Hi, Jessie, I was diagnosed Type 1 in June 2007 and my honeymoon is now over. It lasted till early 2008. Many months is usual and up to a year quite common with longer a possibilty. You can ask for a test for C-Peptides which are byproducts of your own insulin but not of any you inject. If they're there, you are honeymooning still. My result showed negative.
Are you carb counting your meals? Novorapid is for meal carbs as you obviously know. Pasta, bread, spuds etc load in the carbs - more than veggies do. You mustn't just shoot units of Rapid without matching them to the carbs you're eating. The result could be high, low, anything. Presumable you realise that restricting your carb intake is good sense? The standard advice dished out to diabetics implies that you can eat what you like, carb rich or not, provided you match the carbs with Novorapid. Some people can, but most get much better control by keeping carbs to under 100 grams a day. That means cutting out or right down on, bread, pasta, potatoes and sweet things like cake, biscuits etc and also even on quite a lot of fruit. Bananas are very carb rich for example. A bit of Googling will soon tell you what's what.
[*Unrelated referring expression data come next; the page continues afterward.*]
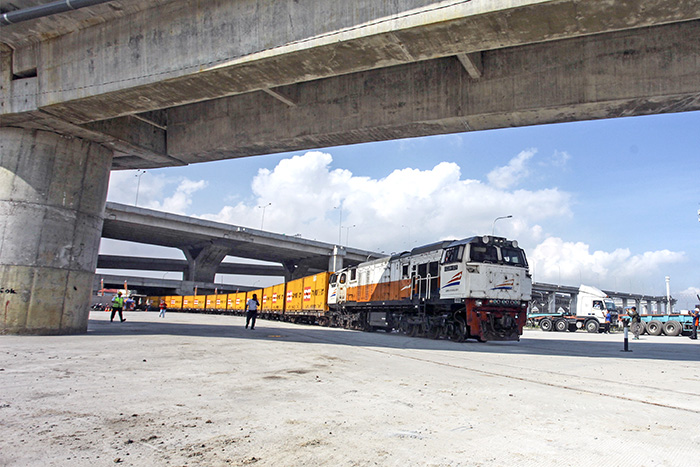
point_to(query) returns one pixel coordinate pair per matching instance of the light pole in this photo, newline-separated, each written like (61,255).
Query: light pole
(138,175)
(347,233)
(340,223)
(409,234)
(493,228)
(262,221)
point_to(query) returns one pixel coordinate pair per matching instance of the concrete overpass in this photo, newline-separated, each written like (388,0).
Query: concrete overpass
(206,243)
(137,84)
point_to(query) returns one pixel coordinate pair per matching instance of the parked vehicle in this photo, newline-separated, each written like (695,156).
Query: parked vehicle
(588,310)
(656,324)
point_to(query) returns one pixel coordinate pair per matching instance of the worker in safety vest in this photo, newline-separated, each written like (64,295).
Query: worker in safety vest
(696,321)
(117,306)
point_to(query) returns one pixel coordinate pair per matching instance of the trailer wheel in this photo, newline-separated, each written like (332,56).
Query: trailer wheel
(561,325)
(592,326)
(654,328)
(546,324)
(672,328)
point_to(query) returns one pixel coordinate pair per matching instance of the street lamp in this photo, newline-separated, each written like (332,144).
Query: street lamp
(138,175)
(347,233)
(493,228)
(262,221)
(409,233)
(340,223)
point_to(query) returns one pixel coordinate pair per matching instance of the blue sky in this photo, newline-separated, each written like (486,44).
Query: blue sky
(611,203)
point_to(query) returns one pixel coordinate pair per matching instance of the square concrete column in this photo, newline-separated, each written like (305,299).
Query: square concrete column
(52,196)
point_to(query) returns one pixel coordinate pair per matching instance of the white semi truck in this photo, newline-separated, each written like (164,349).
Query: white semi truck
(588,312)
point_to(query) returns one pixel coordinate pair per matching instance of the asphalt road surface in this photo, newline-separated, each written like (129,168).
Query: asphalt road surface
(200,390)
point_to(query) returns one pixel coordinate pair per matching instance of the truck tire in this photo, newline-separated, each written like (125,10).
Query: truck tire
(561,325)
(672,328)
(654,328)
(546,324)
(592,326)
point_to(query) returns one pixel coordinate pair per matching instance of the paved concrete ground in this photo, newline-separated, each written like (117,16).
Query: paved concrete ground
(201,390)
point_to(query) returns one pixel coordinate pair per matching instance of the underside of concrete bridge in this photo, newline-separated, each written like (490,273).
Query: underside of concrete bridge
(93,86)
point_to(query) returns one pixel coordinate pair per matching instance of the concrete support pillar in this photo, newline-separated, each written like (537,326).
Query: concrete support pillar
(295,270)
(573,303)
(335,262)
(552,303)
(203,261)
(52,197)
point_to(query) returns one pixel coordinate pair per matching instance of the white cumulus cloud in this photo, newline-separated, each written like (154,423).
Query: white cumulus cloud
(516,170)
(406,208)
(560,262)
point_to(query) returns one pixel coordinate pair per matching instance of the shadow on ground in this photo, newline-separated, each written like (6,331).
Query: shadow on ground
(230,327)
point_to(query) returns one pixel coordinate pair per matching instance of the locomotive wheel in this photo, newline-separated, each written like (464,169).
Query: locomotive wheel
(672,328)
(546,324)
(592,326)
(560,325)
(434,332)
(654,328)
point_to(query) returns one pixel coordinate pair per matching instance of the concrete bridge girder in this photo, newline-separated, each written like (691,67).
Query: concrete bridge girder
(578,79)
(119,81)
(262,52)
(203,261)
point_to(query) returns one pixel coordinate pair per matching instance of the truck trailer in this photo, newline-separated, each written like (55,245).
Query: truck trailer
(588,313)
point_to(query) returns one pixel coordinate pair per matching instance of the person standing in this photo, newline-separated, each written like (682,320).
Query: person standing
(636,322)
(117,307)
(251,307)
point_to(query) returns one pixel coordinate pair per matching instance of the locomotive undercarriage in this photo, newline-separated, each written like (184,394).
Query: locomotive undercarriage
(426,320)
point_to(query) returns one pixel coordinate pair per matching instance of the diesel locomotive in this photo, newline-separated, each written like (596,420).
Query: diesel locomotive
(477,287)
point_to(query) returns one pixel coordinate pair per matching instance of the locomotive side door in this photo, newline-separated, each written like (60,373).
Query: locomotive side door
(342,286)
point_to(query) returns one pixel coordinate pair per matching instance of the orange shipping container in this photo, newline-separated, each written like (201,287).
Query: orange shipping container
(315,292)
(198,302)
(237,301)
(220,302)
(294,296)
(174,302)
(277,299)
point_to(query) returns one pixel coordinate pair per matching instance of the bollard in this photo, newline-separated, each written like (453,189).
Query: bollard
(626,349)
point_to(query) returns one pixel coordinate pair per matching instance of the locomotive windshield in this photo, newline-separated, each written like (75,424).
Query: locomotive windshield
(483,254)
(500,252)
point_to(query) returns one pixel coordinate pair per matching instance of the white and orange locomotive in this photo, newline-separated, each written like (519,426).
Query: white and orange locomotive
(478,288)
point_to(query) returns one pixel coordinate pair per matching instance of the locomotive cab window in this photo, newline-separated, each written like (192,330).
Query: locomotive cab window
(453,255)
(513,256)
(483,253)
(433,269)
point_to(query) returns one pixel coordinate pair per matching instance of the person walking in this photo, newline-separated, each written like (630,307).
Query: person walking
(636,322)
(117,307)
(696,321)
(251,307)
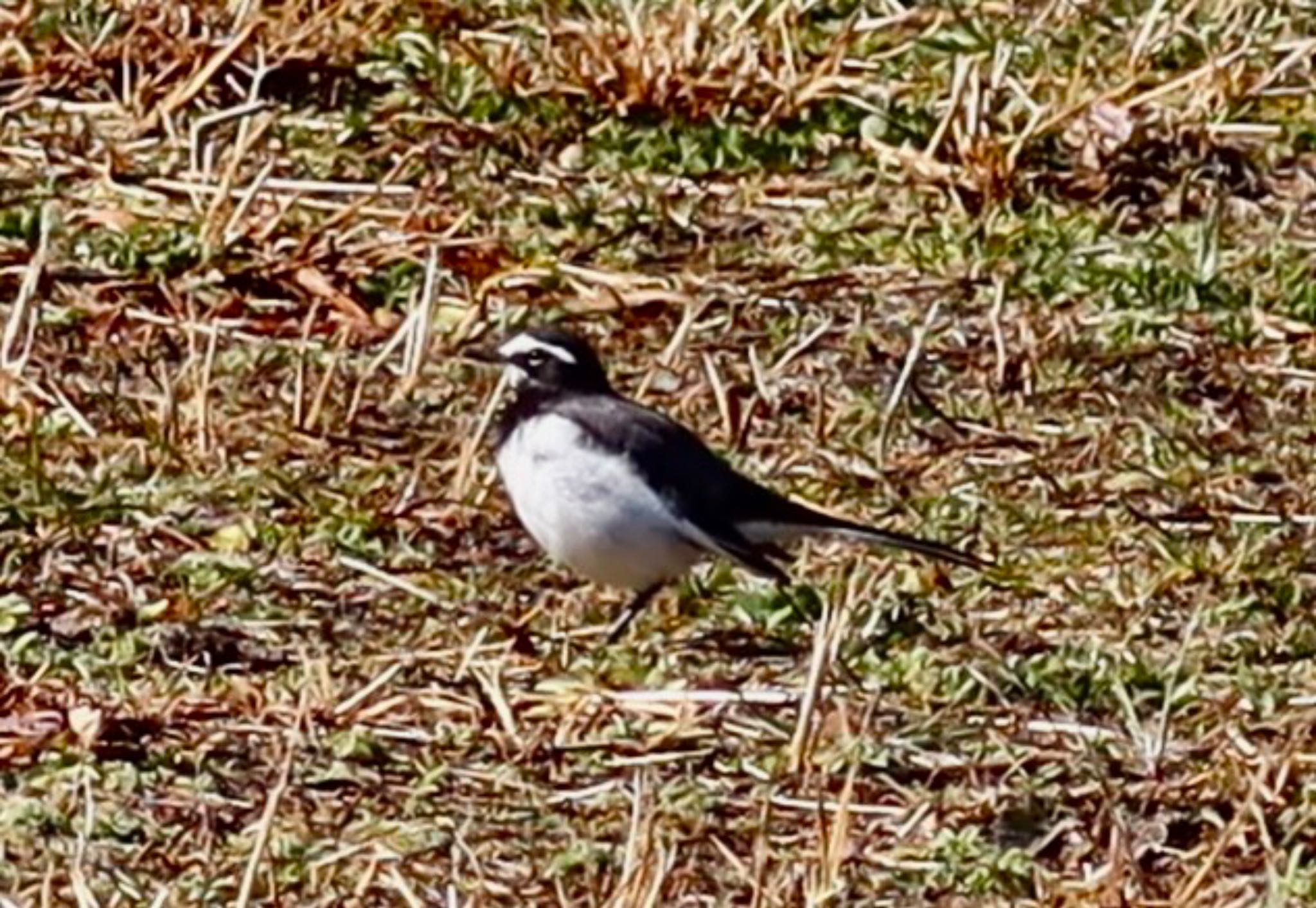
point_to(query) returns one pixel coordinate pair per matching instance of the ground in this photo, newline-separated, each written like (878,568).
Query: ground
(1031,278)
There's a really good book on daily management of diabetes. It has helped me enormously and it's only about £6 from Amazon. 'Using Insulin' by Walsh and Roberts. Other forum posters speak highly of it also. You'll soon find you know enough to match the nurses! It tells you how to check that your basal doses are correct. That's particularly important to avoid overnight hypos. NB No-one in the NHS has ever said that to me and I found out for myself thanks to the book.